Second hard drives are particularly useful for: installing
a second operating system (Linux or Windows NT/2000/XP maybe?), backing
up sensitive data, upgrading your system's speed by making the newer
faster drive the C: boot drive, and allowing Windows 95/98/NT/2000/XP
disk caching to work properly when your C: drive is nearing 85% of its
capacity (15% of your C: drive,or 5MB (whichever is greater), should
be free for Windows use).
After deciding that it's the "right thing to do",
you have to determine if you system can handle a second hard drive.
Can you add a second hard drive
to your system?
To determine if a second hard drive can be added to your
computer, you need to open the case of your computer (with the power
off) and verify:
1. There is an unfilled drive bay (either 3.5 inch or 5.25
inch) inside the computer where the hard drive can be mounted. <If
none exists, you can still add a second hard drive in an external case
with a parallel, SCSI, or USB interface.>
2. The hard drive ribbon cable can reach both the new drive
and the old drive and will not be pulled out of the motherboard. <If
the cable is too short then you need to buy a hard drive extension cable.>
3. An unused large power connector exists for the drive.
<To add a power cable connector, you need to buy a "Y"
splitter to make an additional connection.>
Hopefully, your system can handle an additional drive and now you can
begin shopping for a new drive.
Hard Drive Buying Advice
Drive Specifications. As we mentioned before, prices
on hard drives have fallen dramatically. Now, you can buy twice as much
drive as you could purchase one year ago.

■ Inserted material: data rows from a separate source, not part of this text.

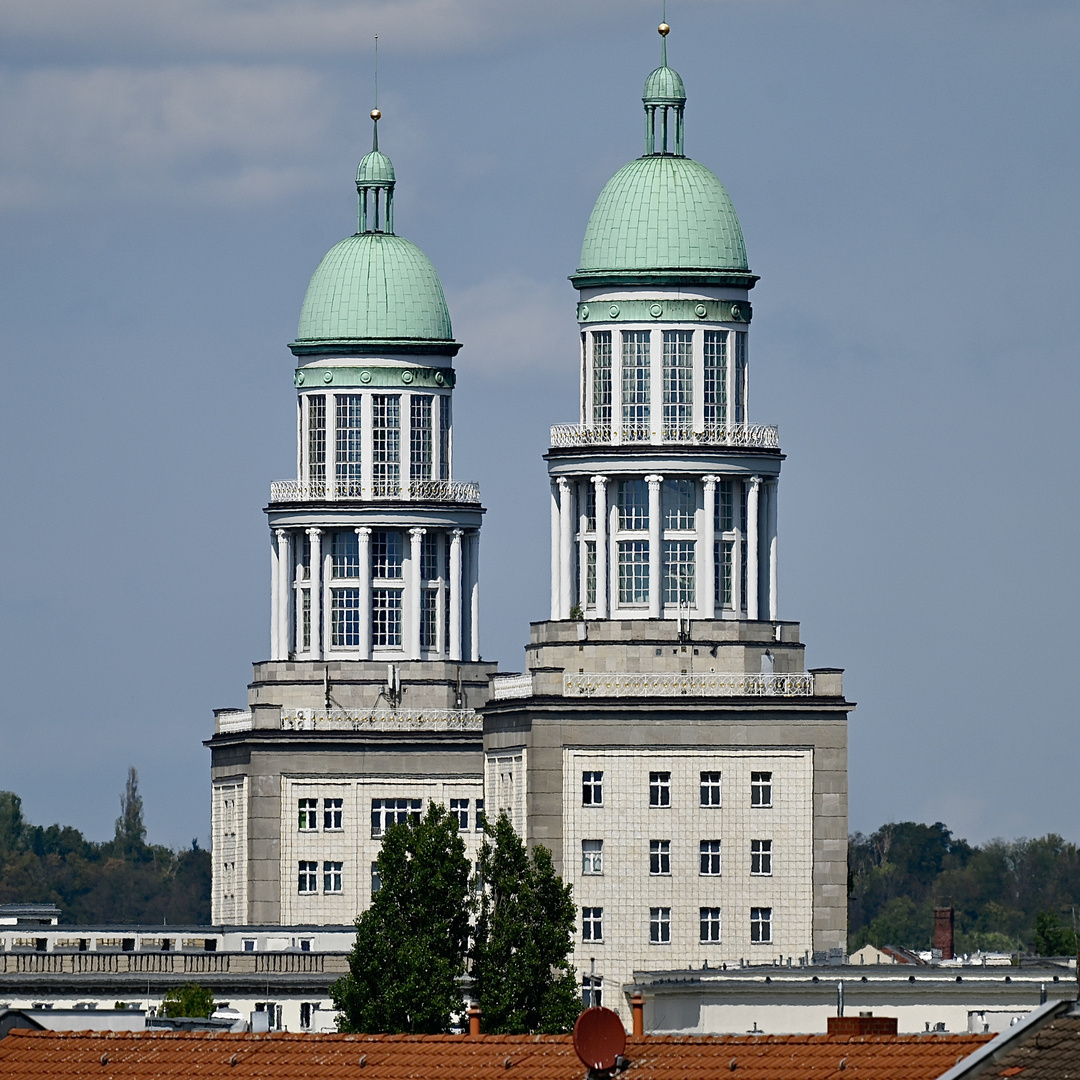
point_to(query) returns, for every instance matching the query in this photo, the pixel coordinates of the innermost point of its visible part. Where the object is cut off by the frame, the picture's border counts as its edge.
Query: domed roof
(374, 285)
(662, 213)
(663, 85)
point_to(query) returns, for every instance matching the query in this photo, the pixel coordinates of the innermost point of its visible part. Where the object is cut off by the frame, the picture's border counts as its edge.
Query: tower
(666, 741)
(366, 707)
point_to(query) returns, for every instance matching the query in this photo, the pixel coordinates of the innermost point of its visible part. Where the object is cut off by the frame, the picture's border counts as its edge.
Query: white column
(455, 598)
(753, 547)
(364, 547)
(706, 556)
(771, 532)
(565, 547)
(555, 534)
(315, 571)
(599, 485)
(413, 589)
(656, 563)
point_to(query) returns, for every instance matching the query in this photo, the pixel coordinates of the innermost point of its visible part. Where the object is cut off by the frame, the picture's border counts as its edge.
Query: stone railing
(759, 436)
(424, 490)
(508, 687)
(381, 719)
(619, 685)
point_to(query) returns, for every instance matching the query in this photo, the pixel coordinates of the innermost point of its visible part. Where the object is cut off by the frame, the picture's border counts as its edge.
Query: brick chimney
(944, 920)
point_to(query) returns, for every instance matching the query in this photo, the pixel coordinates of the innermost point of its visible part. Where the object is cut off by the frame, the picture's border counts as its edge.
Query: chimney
(944, 919)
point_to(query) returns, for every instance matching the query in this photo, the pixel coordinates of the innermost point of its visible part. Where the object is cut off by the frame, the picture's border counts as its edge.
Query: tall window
(716, 378)
(348, 443)
(679, 584)
(386, 444)
(678, 381)
(316, 440)
(420, 437)
(632, 497)
(345, 618)
(444, 436)
(633, 571)
(635, 386)
(602, 379)
(345, 554)
(660, 926)
(740, 377)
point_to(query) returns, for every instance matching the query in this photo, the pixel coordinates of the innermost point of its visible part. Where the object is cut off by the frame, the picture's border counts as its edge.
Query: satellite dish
(599, 1039)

As such, there is no reason
to buy a small capacity or slow hard drive.
The following specifications are what you should look for when buying
a new hard drive:
1. 40 GB capacity or higher for Windows 95/98/Me/XP systems. <Win
95 users can not use a drive larger than 8.4 GB as the boot drive unless
they are using the "full", rather than the upgrade, version
of Windows 95.>
2. 7200 RPM spindle speed or faster.
3. Ultra DMA 100 or 133 (the drive will still work fine with Ultra DMA
66, and 33 controllers).
4. less than 9 milliseconds access time.
|Retail Kit or OEM bare drive?
Unless you are very sure of yourself, I would recommend you buy
a drive kit. A drive kit includes all necessary parts and software
to get your drive up and running with the least amount of hassle.
OEM (original equipment manufacturer) or bare drives, are typically
just the drive itself in an antistatic sleeve with no documentation
whatsoever. While you can save a few bucks buying OEM, you have
to know how to use the "fdisk" and "format"
DOS commands to get your drive running or you can use Windows XP's
hard drive commands.
|The Maxtor DiamondMax Plus 6800 Drive Kit -
Drive, hard drive ribbon cable, screw-on mounting rails (for mounting
in 5.25 inch bay), Max Blast drive installation and disk copying
software, and installation instructions (not shown). Also includes
free Adobe Photoshop LE Software (retail value $90).
Where to Shop. You can visit our sponsor
DealTime and comparison shop 160 online computer
stores. You can also use our Vendor
Table for additional ideas or use your favorite retailer.
When buying by mail we suggest using your credit card. Make sure the drive
can be returned to the merchant or manufacturer if it malfunctions.